Last night was epic. Hooked up with Emma Watson, found twenty bucks, and then passed out on my floor.
No you didn't. You drank unbelievable amounts of 151, passed out in someone else's bathroom, and we carried you back to your floor. Nice dreams though.
My bosses just told me they met their wives on one night stands. I'm stoked.
you had "tips for anal sex" in your google search history this morning. how was your sunday night?
Still in Rome. Hooked up with frat boy from SoCal that's studying abroad. He said he was 1/8 italian. I'll take it.

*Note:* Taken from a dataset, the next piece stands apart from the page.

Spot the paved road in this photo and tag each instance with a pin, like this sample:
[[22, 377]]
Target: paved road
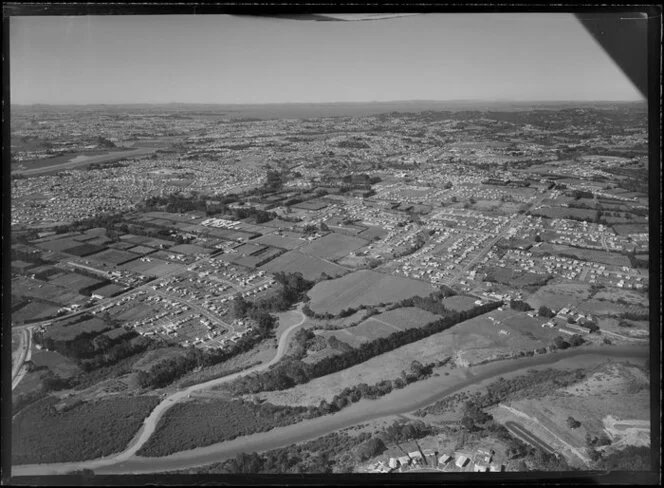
[[413, 397], [19, 370], [521, 432], [150, 423], [76, 161]]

Was waiting for the adderal to kick in then realized I had been brushing my teeth for eighteen minuites
How is it that you get into at least one taco related fight a year?
I only put bad things in my body...jack, caffeine, chocolate, pills, and rich's cock. It's like being holistic but exactly opposite
I jumped out of a moving car going sixty into my driveway because I had to shit so bad. It is not a good day today.
The highlight was when a stranger was nose to nose with you threatening to kick ur ass, and you said "Is that your real face? Stopped him dead.
He told me I smelled like fruit loops and then bit me on the tit
Of course I'm using oj as a mixer, its flu season.
I was gonna jerk off, but then I thought about that movie last night and it killed that idea. I have serious boner trauma.
who says I'm not relevant to the kids today? Just had snapchat sex, blows the roof off aim cyber sex
I've scurried myself in your trunk come find me in the morning
I love waking up to reeses ice cream. But I DONT love waking up to it all over my cat. I blame you.